Он сжал челюсти; ему явно не нравилось, что им командует взрослый дядька. А может, просто не любил полицейских… Тщедушный, низкорослый, тощий – вес его вряд ли превышал пятьдесят килограммов, – он походил на ангелочка с картины прерафаэлитов. Голубые миндалевидные глаза и такое прекрасное безбородое лицо, что любой обернулся бы на улице, чтобы полюбоваться столь необычной внешностью.
– Так, значит, ты и есть знаменитый Кракен?
– Ты разгуливал по моему жесткому диску, как по собственной квартире. Думаю, вопрос твой чисто риторический.
Я загнал его к самой стене, однако он то и дело поглядывал куда-то вбок, словно собирался прыгнуть с высоты третьего этажа.

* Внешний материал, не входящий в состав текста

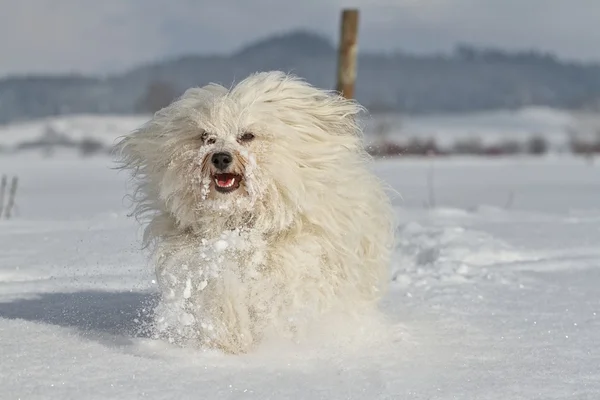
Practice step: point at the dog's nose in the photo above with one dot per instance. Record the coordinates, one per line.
(221, 160)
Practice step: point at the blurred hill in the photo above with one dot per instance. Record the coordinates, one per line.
(467, 79)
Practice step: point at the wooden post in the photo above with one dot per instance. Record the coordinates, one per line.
(347, 53)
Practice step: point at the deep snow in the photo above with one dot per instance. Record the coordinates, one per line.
(495, 293)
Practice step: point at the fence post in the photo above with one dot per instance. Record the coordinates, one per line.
(347, 53)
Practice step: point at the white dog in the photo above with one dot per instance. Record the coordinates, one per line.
(263, 214)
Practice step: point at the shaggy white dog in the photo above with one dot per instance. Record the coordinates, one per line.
(263, 214)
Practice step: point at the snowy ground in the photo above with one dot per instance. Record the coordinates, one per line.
(495, 293)
(489, 128)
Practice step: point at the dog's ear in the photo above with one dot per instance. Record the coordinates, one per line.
(297, 102)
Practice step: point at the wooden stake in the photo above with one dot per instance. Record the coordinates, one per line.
(3, 183)
(347, 53)
(11, 197)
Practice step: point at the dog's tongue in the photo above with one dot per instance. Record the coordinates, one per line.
(225, 181)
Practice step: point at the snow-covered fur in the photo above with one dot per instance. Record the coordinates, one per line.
(308, 231)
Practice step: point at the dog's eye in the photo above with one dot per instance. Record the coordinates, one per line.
(246, 137)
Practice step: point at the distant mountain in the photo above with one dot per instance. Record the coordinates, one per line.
(468, 79)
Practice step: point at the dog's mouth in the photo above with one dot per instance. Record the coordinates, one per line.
(226, 183)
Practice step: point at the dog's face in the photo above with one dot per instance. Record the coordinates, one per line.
(263, 150)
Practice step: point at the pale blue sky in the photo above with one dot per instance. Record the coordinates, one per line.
(98, 36)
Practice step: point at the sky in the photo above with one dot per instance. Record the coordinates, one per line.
(106, 36)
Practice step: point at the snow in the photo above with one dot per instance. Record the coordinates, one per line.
(494, 293)
(491, 127)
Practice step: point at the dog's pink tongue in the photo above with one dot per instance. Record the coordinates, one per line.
(225, 182)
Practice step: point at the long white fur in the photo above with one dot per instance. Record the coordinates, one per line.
(309, 234)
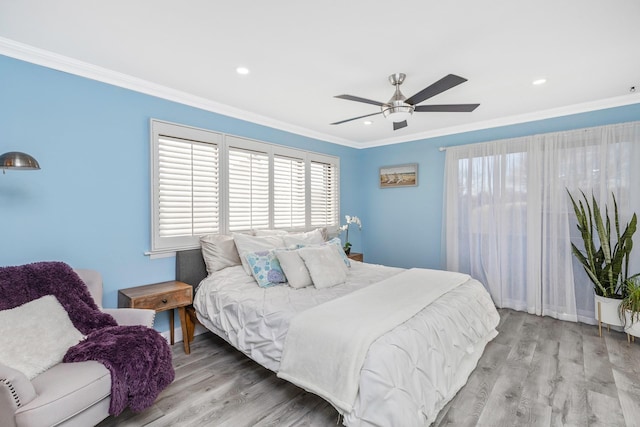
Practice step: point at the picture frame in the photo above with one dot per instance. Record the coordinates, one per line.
(398, 176)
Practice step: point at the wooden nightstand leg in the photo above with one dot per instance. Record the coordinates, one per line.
(171, 326)
(182, 311)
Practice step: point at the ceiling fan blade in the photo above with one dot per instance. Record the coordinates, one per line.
(440, 86)
(453, 108)
(399, 125)
(356, 118)
(358, 99)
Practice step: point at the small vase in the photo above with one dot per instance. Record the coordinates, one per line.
(607, 311)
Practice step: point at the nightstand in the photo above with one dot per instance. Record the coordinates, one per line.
(356, 256)
(160, 297)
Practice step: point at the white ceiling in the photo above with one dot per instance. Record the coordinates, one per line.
(301, 54)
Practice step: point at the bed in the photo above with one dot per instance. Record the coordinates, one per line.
(407, 374)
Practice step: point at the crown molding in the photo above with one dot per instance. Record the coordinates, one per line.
(69, 65)
(568, 110)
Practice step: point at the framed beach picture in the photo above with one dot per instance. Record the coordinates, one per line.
(399, 176)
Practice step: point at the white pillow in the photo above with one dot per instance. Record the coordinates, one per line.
(325, 265)
(269, 232)
(35, 336)
(249, 244)
(294, 268)
(313, 237)
(219, 251)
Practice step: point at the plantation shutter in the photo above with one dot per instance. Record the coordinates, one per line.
(248, 189)
(187, 190)
(289, 201)
(324, 194)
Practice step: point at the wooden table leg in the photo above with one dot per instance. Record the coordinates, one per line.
(171, 325)
(182, 311)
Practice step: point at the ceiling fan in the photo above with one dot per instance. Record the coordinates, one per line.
(399, 108)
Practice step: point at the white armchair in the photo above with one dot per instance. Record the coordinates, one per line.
(68, 394)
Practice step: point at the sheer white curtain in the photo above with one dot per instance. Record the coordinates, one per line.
(508, 220)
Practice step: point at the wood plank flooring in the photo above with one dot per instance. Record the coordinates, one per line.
(537, 372)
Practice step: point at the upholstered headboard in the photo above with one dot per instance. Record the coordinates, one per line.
(190, 267)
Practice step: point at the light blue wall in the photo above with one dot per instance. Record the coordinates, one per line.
(89, 205)
(403, 225)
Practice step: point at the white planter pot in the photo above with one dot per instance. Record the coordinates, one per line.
(607, 311)
(632, 329)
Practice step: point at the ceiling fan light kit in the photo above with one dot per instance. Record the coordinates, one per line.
(399, 108)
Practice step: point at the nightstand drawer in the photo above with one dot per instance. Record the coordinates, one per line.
(159, 297)
(356, 256)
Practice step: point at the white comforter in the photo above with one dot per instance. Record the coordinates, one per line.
(409, 373)
(326, 345)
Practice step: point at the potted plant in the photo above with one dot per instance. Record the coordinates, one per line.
(630, 307)
(350, 220)
(606, 255)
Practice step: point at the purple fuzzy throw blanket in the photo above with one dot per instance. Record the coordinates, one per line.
(138, 358)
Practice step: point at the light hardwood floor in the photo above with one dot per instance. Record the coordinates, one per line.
(537, 372)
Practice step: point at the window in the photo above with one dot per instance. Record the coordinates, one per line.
(206, 182)
(324, 194)
(248, 190)
(289, 192)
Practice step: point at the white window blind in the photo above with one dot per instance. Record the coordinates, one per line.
(248, 190)
(325, 207)
(289, 192)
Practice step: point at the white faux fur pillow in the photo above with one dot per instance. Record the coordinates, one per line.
(312, 237)
(35, 336)
(293, 266)
(325, 265)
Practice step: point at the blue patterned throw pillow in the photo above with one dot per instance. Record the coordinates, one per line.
(266, 268)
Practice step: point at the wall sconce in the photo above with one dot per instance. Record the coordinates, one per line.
(18, 160)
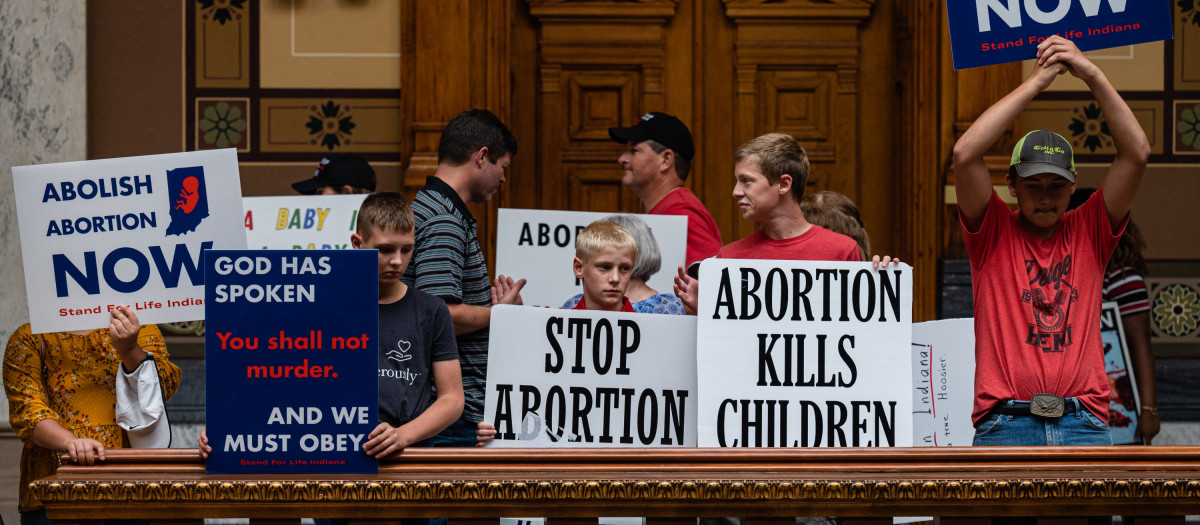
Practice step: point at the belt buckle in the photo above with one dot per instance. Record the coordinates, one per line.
(1048, 405)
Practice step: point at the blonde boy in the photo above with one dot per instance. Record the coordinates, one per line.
(604, 260)
(417, 341)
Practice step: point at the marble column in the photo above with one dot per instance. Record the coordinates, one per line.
(43, 104)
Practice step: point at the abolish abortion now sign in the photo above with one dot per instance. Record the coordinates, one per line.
(124, 231)
(804, 354)
(996, 31)
(291, 360)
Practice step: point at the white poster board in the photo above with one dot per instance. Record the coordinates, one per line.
(943, 382)
(1125, 400)
(539, 245)
(804, 354)
(130, 230)
(591, 379)
(300, 222)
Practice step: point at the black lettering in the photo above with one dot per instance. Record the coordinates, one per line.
(553, 363)
(630, 338)
(802, 295)
(725, 297)
(503, 420)
(844, 352)
(750, 283)
(581, 405)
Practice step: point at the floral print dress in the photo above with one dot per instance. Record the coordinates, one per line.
(71, 379)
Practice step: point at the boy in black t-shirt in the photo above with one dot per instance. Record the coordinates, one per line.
(420, 382)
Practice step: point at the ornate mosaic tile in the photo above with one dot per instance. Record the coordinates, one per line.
(222, 122)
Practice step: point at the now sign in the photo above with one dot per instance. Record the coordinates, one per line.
(984, 32)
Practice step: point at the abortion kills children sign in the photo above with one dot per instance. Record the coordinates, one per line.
(591, 379)
(804, 354)
(291, 358)
(132, 230)
(995, 31)
(305, 222)
(539, 246)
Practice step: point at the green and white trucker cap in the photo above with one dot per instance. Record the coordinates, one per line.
(1044, 151)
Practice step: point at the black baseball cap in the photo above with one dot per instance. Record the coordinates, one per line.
(660, 127)
(337, 170)
(1044, 151)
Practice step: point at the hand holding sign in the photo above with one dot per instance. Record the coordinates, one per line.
(507, 291)
(1062, 52)
(123, 331)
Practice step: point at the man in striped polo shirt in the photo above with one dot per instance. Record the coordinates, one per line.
(448, 261)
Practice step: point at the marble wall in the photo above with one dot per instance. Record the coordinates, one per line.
(43, 112)
(42, 119)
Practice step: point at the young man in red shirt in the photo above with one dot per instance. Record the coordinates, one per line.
(1037, 272)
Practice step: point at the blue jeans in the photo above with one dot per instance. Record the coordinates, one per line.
(459, 434)
(1079, 427)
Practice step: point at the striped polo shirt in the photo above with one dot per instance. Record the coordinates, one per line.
(449, 264)
(1128, 289)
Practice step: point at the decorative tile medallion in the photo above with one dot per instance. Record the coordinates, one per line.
(222, 122)
(1174, 311)
(1187, 127)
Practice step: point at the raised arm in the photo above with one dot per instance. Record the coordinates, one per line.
(1133, 149)
(972, 182)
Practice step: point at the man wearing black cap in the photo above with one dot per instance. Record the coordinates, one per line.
(1037, 272)
(339, 173)
(657, 161)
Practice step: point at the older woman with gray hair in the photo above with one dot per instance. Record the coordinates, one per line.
(646, 300)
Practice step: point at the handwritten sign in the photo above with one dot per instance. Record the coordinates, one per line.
(304, 222)
(996, 31)
(97, 234)
(943, 382)
(539, 245)
(1125, 403)
(291, 361)
(804, 354)
(591, 379)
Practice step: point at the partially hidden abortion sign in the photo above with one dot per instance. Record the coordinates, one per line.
(995, 31)
(291, 358)
(132, 230)
(539, 245)
(591, 379)
(804, 354)
(301, 222)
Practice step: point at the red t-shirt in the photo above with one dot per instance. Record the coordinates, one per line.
(703, 237)
(625, 306)
(1037, 306)
(816, 243)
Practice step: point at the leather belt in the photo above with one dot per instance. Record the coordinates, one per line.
(1043, 405)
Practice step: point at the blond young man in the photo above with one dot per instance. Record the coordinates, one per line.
(604, 261)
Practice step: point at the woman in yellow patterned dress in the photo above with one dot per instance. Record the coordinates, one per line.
(63, 397)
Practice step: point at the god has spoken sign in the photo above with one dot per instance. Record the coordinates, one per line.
(804, 354)
(591, 379)
(291, 360)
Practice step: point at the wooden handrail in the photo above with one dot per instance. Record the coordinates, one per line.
(676, 482)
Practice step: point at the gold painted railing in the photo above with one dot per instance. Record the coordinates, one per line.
(667, 486)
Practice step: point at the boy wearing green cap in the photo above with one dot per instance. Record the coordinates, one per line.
(1037, 272)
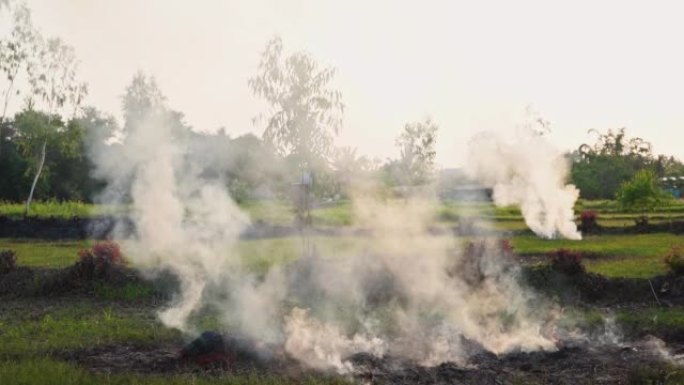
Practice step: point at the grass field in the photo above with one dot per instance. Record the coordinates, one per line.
(35, 332)
(341, 213)
(638, 256)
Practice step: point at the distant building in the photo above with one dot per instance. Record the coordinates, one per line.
(673, 185)
(454, 185)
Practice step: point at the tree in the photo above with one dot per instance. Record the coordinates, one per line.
(600, 168)
(16, 54)
(417, 148)
(53, 80)
(641, 193)
(306, 112)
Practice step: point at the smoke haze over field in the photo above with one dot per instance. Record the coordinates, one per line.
(470, 65)
(408, 293)
(526, 170)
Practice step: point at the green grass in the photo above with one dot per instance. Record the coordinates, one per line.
(29, 330)
(637, 256)
(258, 254)
(652, 319)
(32, 335)
(57, 209)
(131, 291)
(44, 253)
(46, 371)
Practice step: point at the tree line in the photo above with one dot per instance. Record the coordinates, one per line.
(47, 146)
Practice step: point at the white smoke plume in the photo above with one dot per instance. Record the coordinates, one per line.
(527, 170)
(409, 293)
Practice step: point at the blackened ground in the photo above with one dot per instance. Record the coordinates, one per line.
(580, 363)
(571, 364)
(165, 359)
(593, 289)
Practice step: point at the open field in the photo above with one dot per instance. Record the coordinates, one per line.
(638, 256)
(75, 338)
(341, 213)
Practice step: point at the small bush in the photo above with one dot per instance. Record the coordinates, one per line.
(675, 260)
(506, 246)
(589, 222)
(8, 261)
(97, 261)
(567, 262)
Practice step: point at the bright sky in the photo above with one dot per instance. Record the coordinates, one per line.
(470, 65)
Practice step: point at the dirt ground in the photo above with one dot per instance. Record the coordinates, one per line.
(575, 362)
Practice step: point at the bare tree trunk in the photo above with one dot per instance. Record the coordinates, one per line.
(4, 112)
(35, 180)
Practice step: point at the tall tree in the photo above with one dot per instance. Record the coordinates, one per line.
(305, 111)
(417, 152)
(600, 168)
(53, 80)
(16, 53)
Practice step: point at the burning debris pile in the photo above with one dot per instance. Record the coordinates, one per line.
(409, 296)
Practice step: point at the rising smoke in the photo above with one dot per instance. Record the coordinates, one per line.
(408, 293)
(527, 170)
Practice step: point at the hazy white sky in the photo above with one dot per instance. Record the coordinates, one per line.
(469, 65)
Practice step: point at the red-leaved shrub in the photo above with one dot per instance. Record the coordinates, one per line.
(588, 219)
(8, 261)
(98, 260)
(675, 260)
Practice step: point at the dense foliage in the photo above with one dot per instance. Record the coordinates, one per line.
(599, 169)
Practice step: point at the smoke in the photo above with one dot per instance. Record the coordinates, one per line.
(408, 292)
(527, 170)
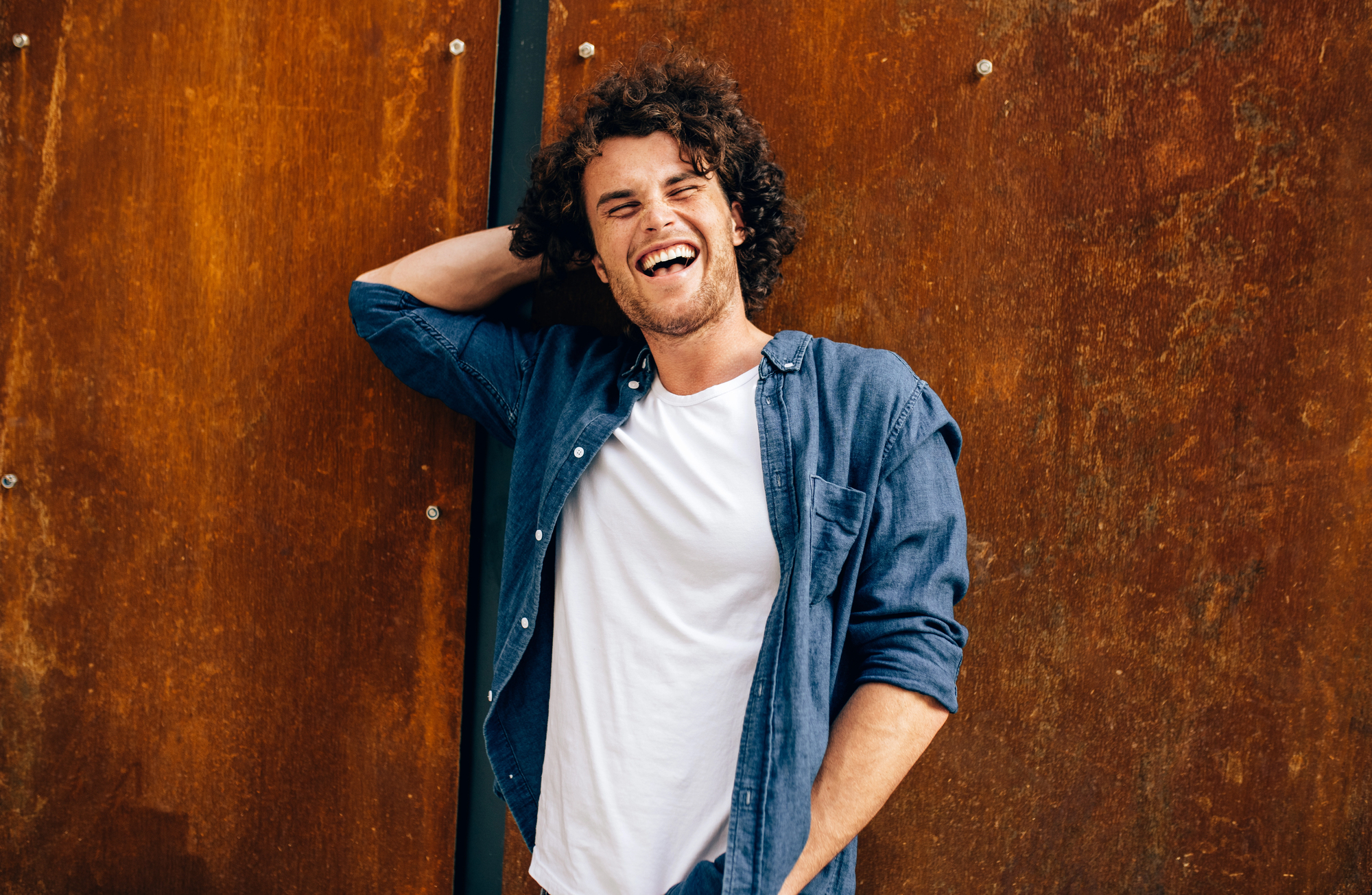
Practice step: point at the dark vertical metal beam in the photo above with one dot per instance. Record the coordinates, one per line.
(519, 104)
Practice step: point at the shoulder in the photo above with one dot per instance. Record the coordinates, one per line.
(880, 387)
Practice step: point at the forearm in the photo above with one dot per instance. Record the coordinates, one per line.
(876, 740)
(462, 274)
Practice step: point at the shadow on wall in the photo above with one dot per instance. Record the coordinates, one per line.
(139, 851)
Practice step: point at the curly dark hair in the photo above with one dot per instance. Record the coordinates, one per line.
(698, 102)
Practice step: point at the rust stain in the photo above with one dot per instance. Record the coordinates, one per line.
(51, 135)
(231, 644)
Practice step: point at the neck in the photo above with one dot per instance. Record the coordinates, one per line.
(718, 352)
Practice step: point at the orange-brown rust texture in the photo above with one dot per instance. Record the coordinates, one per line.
(231, 643)
(1134, 261)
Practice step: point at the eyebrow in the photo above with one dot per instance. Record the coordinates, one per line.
(626, 194)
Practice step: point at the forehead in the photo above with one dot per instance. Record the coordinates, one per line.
(635, 163)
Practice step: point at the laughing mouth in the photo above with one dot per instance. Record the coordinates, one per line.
(669, 260)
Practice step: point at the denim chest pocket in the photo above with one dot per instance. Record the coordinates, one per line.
(835, 521)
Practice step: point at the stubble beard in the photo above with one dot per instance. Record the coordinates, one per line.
(711, 302)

– Но ты же… безмозглый чурбан. Поверить не могу, что ты меня отыскал.
– Не у тебя одного сверхспособности в информатике, Матусалем. Можешь воспринимать это как доказательство того, что ты меня недооценивал.
– Ладно, мои коллеги на нас смотрят, и я бы не хотел, чтобы ты испортил одну из моих лучших социальных личностей. Давай притворимся, что мы старые приятели, и просто болтаем? – пробормотал он, по-прежнему поглядывая в сторону.
– Вполне разумно. Ты уже догадываешься, что я пришел поговорить с тобой о Тасио. С твоего позволения, мы пропустим ту часть, где ты притворяешься, что ничего не знаешь, потом все отрицаешь, а когда я говорю, что у меня есть доказательства, соглашаешься и начинаешь выпендриваться. Ты уже прошел через тюрьму, знаешь, что это такое, и я тоже.
– Блин, ну ты и быстрый! Я привык, что взрослые тормозят… – Он почесал затылок.
– У меня мало времени. Неподалеку от этих стен убивают людей, и твой бывший приятель по камере Тасио – важная часть этой трагикомедии.
Парень не смотрел мне в глаза. Он был из тех мальчишек, которые никогда не смотрят на тебя прямо и явно страдал синдромом Аспергера, возводя непреодолимый барьер между собственным незаурядным умом и внешним миром.
– Это не Тасио, это был не он; Тасио не поддерживает контакты ни с какими фанатами за стенами Сабальи, как думают некоторые из вас, – прошептал он наконец. – Мне тоже не нравится, что убивают детей и вообще людей. Но это не Тасио. Его подставили двадцать лет назад. А он с тех пор торчит в тюряге.
– Почему ты его защищаешь? Ты сидел за экономические преступления. Ты любишь интеллектуальные авантюры, бросаешь вызов властям, нарушая закон, а мимоходом получаешь денежный приз, который помогает тебе выжить, но ты не из тех людей, которые сопереживают другим преступникам, тем более социопатам, совершившим кровавые преступления. Давай, Матурана. Скажешь ты мне правду или нет?